E numa Resolução do PE sobre as agências de notação de crédito reconheceu-se que “a indústria de notação de créditos tem vários problemas, sendo alguns dos mais importantes a falta de concorrência, as estruturas de oligopólio e a falta de responsabilização e transparência”, acrescentando-se que “o problema das agências de notação dominantes, em especial, é o modelo de pagamento e que o problema fundamental é o da dependência excessiva de notações de crédito externas”, além de considerar que “ desempenharam um papel significativo no caminho que levou à crise financeira, atribuindo notações incorrectas a instrumentos financeiros estruturados que tiveram de ser descidas, em média, três a quatro níveis, durante a crise”. Foi também nessa resolução de 2010 que se reconheceu que o sistema de Basileia II se traduziu numa excessiva dependência em relação às avaliações externas e se assinalaram lacunas diversas no seu quadro regulamentar.

Mas os resultados práticos de tudo isto foram uma mão cheia de quase nada e outra de coisa nenhuma, como o recente caso do banco Dexia bem demonstra. Em termos de regulamentação do mercado financeiro tudo continua mais ou menos na mesma, o que também demonstra que as decisões sobre a criação das novas entidades de supervisão financeira pouco adiantaram, não passando do domínio das afirmações demagógicas a promessa da criação de uma taxa sobre as transacções financeiras, com um valor ridículo, se os paraísos fiscais continuam a florescer e os mercados de produtos derivados continuam a alimentar a especulação com as dívidas soberanas dos países de economias mais frágeis.

Neste momento, vive-se um novo impasse, o que parece estar subjacente à decisão de adiar, para 23 de Outubro, a Cimeira da Eurozona e o Conselho Europeu. Além de ainda haver um EM (Eslováquia) que mantém em suspenso a aprovação das decisões da Cimeira de 21 de Julho, continuando adiado o pagamento da 6ª tranche à Grécia, bem como a diminuição dos respectivos juros e o alargamento dos prazos de pagamento dos empréstimos aos países sujeitos à dita assistência financeira da EU e do FMI, e a possibilidade de usar a flexibilidade do FEEF, parece haver divergências entre a França e a Alemanha quanto à forma de capitalizar os bancos. A França defende que seja através da utilização dos 440 mil milhões do FEEF e a Alemanha insiste no recurso dos bancos ao mercado aberto e ao suporte dos governos dos EM onde tal seja necessário.

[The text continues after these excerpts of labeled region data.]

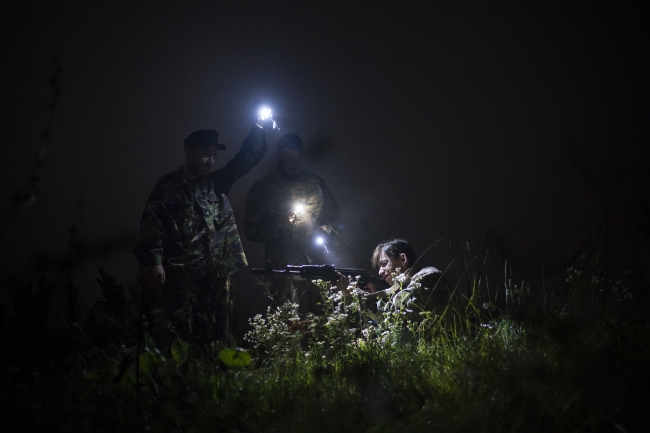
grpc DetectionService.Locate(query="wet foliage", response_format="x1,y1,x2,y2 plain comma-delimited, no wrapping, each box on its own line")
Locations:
0,256,650,432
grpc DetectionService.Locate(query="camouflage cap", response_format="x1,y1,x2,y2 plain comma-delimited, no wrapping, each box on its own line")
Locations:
183,129,226,150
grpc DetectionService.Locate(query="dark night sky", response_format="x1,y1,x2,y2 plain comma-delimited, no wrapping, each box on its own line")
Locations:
0,1,650,318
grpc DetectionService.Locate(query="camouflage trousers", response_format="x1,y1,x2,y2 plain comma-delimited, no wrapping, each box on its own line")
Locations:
270,276,323,317
146,268,232,344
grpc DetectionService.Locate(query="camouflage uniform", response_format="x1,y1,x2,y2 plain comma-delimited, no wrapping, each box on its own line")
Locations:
133,125,267,340
244,170,339,313
377,266,450,321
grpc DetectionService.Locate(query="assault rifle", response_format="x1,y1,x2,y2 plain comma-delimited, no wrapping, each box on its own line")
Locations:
251,262,389,290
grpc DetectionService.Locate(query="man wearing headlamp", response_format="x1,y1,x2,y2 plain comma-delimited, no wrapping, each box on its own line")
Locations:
244,133,339,312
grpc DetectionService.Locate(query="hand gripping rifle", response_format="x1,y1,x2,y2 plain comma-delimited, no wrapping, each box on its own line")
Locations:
251,262,388,290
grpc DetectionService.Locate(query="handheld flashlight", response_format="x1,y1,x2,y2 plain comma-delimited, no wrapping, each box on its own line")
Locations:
316,236,330,254
257,106,280,132
258,107,271,120
293,203,305,215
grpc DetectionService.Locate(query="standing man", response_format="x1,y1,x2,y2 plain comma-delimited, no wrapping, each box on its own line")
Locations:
244,133,339,313
133,116,272,342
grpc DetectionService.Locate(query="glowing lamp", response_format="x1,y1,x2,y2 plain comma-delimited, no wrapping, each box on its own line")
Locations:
259,107,271,120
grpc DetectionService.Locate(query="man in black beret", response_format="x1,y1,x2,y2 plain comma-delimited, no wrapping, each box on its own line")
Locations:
244,133,339,313
133,120,272,342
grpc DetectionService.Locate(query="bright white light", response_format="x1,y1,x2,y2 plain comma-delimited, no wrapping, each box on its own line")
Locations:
259,107,271,120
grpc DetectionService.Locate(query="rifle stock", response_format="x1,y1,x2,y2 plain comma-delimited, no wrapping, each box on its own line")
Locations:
251,263,388,290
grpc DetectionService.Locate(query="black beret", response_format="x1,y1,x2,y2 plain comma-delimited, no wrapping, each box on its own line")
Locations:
183,129,226,150
278,132,305,152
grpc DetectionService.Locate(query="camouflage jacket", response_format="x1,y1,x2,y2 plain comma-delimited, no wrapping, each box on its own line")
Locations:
377,266,449,320
133,125,267,278
244,170,339,269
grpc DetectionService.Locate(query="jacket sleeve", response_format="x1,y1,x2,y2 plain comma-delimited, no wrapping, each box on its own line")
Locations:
318,179,340,230
133,183,167,267
208,124,268,194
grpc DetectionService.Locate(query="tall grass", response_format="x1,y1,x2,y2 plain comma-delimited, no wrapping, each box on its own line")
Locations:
1,255,650,432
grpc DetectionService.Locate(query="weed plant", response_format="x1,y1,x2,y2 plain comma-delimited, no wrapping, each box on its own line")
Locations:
0,255,650,432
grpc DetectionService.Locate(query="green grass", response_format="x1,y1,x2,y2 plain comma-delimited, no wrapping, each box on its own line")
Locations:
1,260,650,432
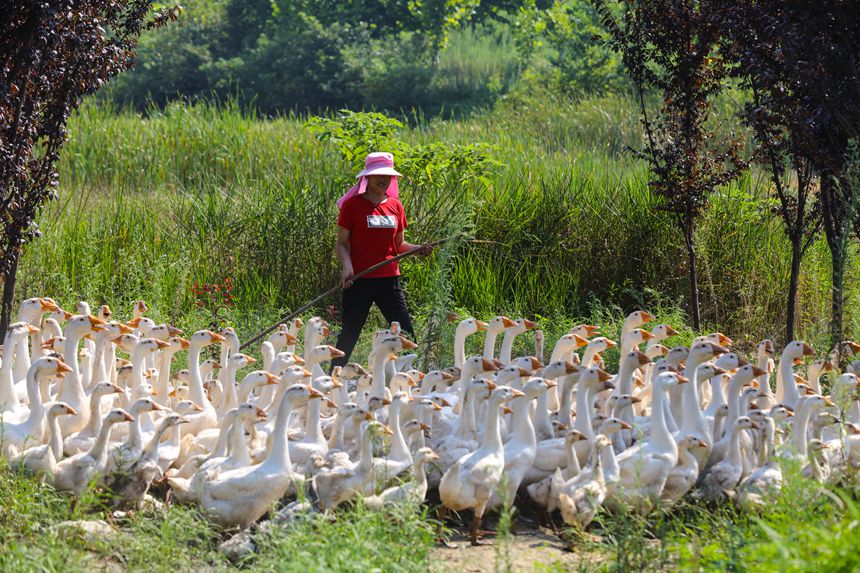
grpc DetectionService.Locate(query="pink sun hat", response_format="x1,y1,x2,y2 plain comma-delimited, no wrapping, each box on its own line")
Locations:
337,151,403,209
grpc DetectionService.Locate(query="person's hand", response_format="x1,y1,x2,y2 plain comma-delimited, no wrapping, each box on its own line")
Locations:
418,243,433,257
340,269,353,289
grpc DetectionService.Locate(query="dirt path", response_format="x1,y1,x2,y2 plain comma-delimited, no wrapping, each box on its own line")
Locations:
431,520,593,573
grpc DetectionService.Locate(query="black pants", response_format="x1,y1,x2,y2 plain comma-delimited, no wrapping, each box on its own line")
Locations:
332,276,415,367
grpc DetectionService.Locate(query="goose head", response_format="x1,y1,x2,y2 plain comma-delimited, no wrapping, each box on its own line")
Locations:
134,338,170,357
269,330,298,349
621,348,651,372
624,310,654,329
240,366,280,390
415,398,442,419
30,356,72,379
126,316,156,336
678,435,708,451
200,358,221,376
756,338,775,360
91,382,123,397
389,372,418,392
226,352,257,372
562,324,600,340
564,430,588,448
66,314,106,338
455,316,488,337
541,360,579,380
305,344,346,365
340,362,369,380
496,366,532,386
579,367,613,391
585,336,618,352
367,396,391,413
283,384,323,406
645,344,669,360
104,408,134,425
111,333,140,354
131,300,149,318
735,416,759,430
651,324,680,341
598,418,633,436
696,362,726,381
188,330,224,351
158,413,188,430
687,340,728,364
48,402,78,418
732,364,764,386
808,358,833,378
521,377,556,400
129,398,165,415
4,322,30,352
624,328,654,348
236,402,266,422
714,352,748,370
149,324,182,342
782,340,815,361
173,400,203,416
412,448,439,465
462,356,498,378
489,386,525,408
105,320,134,341
487,315,517,335
608,394,642,412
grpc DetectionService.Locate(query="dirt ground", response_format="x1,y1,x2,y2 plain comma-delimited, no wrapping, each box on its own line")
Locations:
431,518,593,573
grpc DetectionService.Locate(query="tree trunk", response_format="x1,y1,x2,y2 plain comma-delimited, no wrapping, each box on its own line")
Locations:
0,252,20,336
684,226,701,332
785,235,803,343
821,174,847,353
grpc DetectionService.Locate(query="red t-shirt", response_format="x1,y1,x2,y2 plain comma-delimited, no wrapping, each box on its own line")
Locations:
337,195,407,278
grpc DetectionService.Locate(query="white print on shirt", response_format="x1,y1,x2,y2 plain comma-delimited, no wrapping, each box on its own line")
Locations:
367,215,397,229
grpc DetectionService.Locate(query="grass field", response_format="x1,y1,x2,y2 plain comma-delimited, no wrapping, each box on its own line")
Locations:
19,92,860,348
6,91,860,571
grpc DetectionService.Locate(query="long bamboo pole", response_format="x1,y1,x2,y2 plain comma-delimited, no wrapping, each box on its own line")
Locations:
239,237,454,350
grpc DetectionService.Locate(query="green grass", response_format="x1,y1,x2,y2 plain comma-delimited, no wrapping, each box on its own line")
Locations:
18,95,860,350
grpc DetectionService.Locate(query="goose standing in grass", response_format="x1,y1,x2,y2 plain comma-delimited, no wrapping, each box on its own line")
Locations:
49,408,134,499
439,387,524,545
200,385,322,529
11,402,77,475
701,416,758,501
364,448,439,510
0,356,77,455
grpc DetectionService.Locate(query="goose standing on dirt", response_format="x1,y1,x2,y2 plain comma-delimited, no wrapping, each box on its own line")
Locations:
439,387,524,545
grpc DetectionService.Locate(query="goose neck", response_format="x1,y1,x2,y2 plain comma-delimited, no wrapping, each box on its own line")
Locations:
48,414,63,460
508,392,546,447
263,394,293,473
481,400,503,452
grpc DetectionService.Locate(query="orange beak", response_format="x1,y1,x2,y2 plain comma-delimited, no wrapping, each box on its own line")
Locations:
481,358,498,372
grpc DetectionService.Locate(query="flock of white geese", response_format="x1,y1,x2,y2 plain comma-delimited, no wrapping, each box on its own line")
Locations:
5,298,860,543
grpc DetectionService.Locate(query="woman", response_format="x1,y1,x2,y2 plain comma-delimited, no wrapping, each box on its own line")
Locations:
332,153,433,366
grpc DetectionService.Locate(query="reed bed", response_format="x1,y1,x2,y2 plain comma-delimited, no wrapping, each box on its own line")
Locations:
19,95,860,348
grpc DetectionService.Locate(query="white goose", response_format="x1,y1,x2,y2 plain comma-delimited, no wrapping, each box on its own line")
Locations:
200,385,322,529
439,387,523,545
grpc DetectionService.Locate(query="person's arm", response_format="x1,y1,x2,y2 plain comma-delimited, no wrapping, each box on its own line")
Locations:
394,231,433,257
335,225,355,288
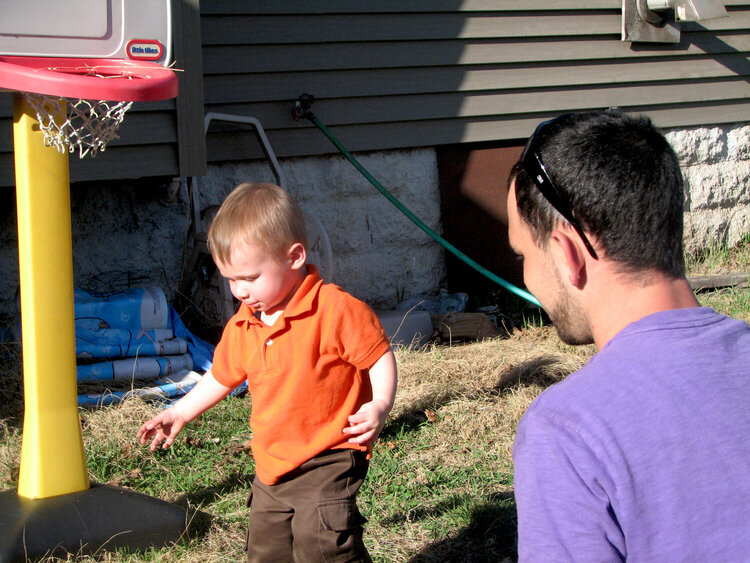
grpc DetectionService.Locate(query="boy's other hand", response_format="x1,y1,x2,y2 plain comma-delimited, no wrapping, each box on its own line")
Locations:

Mas, entretanto, foi aprovado o pacote legislativo da chamada governação económica que, através de seis diplomas – três directivas e três regulamentos – lança um verdadeiro garrote sobre os países de economias mais frágeis, subjugando os seus órgãos de poder político às orientações da Comissão Europeia e criando sanções que podem chegar a 0,8% do PIB do país transformado numa autêntica colónia.

Só que, ao insistir nas mesmas políticas neoliberais e nas ditas políticas de austeridade, no reforço do PEC e na centralização do poder económico e político, o que temos é o aprofundamento das assimetrias económicas e das desigualdades sociais, do desemprego e da pobreza, sem perspectivas de futuro para os cerca de 23 % de jovens desempregados ou para os mais de 100 milhões de pessoas em risco de pobreza.

Por último, uma referência, ainda, à próxima Cimeira do G20 – 3 e 4 de Novembro – em Cannes, França, onde novamente estarão em debate algumas destas questões, incluindo a regulação financeira e a reforma do sistema monetário internacional.

Em conclusão, avolumam-se as contradições do capitalismo, o que pode levar a convulsões sociais graves e à própria proliferação de conflitos regionais. Podem tentar novo fôlego, mas não encontrarão soluções duradouras.

Vamos ter pela frente um período muito complicado, em Portugal e na União Europeia que exige de nós grande firmeza na defesa das alternativas em cada momento e na mobilização para a luta contra o próprio sistema capitalista.